Inleiding: Nederland kende van 1917 tot 1970 bij de verkiezingen een opkomstplicht. In die periode gingen bijna alle stemgerechtigden naar de stembus. Op niet-stemmen stond een geldboete. In België geldt de opkomstplicht nog steeds.
De Nederlandse regering heeft de opkomstplicht in 1970 afgeschaft. Een reden daarvoor was dat de plicht moeilijk te handhaven was. Een andere reden was dat de regering ervan uitging dat kiesgerechtigden toch wel gingen stemmen. Nog een reden voor afschaffen was dat mensen door de verplichting juist tegenzin kregen om te gaan stemmen. Ruim vijftig jaar na de afschaffing pleiten de Belgische politicus Calvo en politicoloog Otjes voor een herinvoering van de opkomstplicht in Nederland. Deze opgave gaat over een opkomstplicht voor politieke verkiezingen.

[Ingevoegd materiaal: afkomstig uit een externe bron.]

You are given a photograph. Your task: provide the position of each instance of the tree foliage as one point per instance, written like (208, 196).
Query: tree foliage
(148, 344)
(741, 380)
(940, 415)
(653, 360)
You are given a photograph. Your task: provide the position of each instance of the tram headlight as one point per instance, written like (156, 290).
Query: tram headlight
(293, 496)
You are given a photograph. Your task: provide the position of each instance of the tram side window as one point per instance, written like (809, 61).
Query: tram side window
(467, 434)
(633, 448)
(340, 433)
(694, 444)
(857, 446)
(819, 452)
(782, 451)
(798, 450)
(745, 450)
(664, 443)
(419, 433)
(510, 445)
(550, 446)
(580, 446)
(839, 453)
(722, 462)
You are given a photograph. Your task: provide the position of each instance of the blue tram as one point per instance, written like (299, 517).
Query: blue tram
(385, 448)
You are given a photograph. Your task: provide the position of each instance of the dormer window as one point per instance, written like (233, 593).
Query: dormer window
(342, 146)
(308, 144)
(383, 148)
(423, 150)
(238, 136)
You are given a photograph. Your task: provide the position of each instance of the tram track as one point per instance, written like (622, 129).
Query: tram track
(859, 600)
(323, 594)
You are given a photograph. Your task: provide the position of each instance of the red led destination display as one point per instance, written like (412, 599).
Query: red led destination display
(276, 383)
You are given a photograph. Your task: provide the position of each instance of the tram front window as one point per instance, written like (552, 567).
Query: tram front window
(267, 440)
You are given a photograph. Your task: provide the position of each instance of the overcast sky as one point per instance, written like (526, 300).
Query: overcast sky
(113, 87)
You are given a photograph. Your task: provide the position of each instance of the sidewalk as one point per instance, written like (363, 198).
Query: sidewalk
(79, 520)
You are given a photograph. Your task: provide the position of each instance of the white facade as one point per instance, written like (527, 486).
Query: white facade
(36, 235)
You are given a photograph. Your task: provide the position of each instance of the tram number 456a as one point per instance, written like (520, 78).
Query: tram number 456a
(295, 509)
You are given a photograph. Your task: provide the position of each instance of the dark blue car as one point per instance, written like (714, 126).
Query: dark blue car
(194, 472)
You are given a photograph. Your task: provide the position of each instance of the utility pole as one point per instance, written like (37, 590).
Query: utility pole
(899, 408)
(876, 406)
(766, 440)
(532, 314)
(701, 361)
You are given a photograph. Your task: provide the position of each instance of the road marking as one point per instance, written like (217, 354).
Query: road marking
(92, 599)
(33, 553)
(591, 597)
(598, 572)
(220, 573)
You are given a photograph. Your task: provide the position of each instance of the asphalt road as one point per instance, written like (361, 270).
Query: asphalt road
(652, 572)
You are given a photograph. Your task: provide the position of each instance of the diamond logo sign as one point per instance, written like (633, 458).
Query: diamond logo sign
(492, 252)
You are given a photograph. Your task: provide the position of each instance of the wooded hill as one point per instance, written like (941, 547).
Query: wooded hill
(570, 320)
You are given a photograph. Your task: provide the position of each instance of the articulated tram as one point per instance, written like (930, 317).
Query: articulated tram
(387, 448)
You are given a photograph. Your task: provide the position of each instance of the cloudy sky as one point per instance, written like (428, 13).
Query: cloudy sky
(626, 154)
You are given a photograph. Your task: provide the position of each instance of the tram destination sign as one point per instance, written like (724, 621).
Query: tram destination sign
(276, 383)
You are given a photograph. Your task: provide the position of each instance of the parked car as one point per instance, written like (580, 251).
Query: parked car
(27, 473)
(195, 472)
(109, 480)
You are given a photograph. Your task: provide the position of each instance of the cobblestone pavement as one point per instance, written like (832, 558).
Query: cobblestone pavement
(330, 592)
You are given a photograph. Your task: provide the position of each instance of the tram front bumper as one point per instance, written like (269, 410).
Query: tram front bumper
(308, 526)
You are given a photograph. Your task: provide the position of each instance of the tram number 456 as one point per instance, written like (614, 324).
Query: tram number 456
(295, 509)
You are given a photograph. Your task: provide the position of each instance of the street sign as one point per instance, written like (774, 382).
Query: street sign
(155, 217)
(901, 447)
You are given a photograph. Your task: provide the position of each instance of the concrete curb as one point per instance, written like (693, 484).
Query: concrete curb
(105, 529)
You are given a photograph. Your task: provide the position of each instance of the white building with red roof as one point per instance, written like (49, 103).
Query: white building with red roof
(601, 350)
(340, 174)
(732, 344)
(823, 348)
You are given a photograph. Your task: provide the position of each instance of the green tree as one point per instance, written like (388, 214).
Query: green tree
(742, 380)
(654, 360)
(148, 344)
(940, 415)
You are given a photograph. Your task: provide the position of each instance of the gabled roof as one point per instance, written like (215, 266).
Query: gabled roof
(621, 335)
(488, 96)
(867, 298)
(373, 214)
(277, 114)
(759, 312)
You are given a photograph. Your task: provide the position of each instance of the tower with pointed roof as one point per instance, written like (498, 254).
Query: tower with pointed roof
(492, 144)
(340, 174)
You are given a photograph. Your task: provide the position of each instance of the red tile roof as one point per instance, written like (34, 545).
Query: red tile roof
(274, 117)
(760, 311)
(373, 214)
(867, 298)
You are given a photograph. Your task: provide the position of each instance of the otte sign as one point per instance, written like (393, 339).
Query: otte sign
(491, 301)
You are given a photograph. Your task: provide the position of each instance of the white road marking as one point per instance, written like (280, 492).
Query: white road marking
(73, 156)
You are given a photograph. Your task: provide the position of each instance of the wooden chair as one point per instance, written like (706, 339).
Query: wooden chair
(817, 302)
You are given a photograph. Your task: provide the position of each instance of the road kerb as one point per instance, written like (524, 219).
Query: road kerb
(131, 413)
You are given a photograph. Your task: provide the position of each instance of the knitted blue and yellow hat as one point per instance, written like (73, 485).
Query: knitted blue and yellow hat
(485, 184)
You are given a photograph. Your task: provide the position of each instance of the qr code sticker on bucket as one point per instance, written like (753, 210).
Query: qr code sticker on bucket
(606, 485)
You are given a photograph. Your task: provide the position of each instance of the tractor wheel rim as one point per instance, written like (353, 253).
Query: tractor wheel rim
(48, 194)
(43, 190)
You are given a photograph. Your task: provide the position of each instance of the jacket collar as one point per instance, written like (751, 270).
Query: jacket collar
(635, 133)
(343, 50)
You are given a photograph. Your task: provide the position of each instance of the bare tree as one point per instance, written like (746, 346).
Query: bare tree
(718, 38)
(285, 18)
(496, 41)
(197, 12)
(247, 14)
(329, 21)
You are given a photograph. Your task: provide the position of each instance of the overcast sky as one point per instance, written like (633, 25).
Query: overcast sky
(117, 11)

In figuur 2 staan de opkomstpercentages tijdens nationale verkiezingen in Nederland en in België van de afgelopen eeuw.
figuur 2
Opkomst bij nationale verkiezingen in Nederland en in België, in percentages (1921-2021)
Toelichting
In de figuur staan de percentages van de opkomst van kiesgerechtigden tijdens de verkiezingen voor de Tweede Kamer in Nederland en tijdens de verkiezingen voor de Kamer van Volksvertegenwoordigers in België. In België geldt een opkomstplicht met het risico op een geldboete. In Nederland is de opkomstplicht in 1970 afgeschaft.
Gebruik figuur 2.
Formuleer een hypothese over de opkomstplicht die ondersteund kan worden met de gegevens in figuur 2.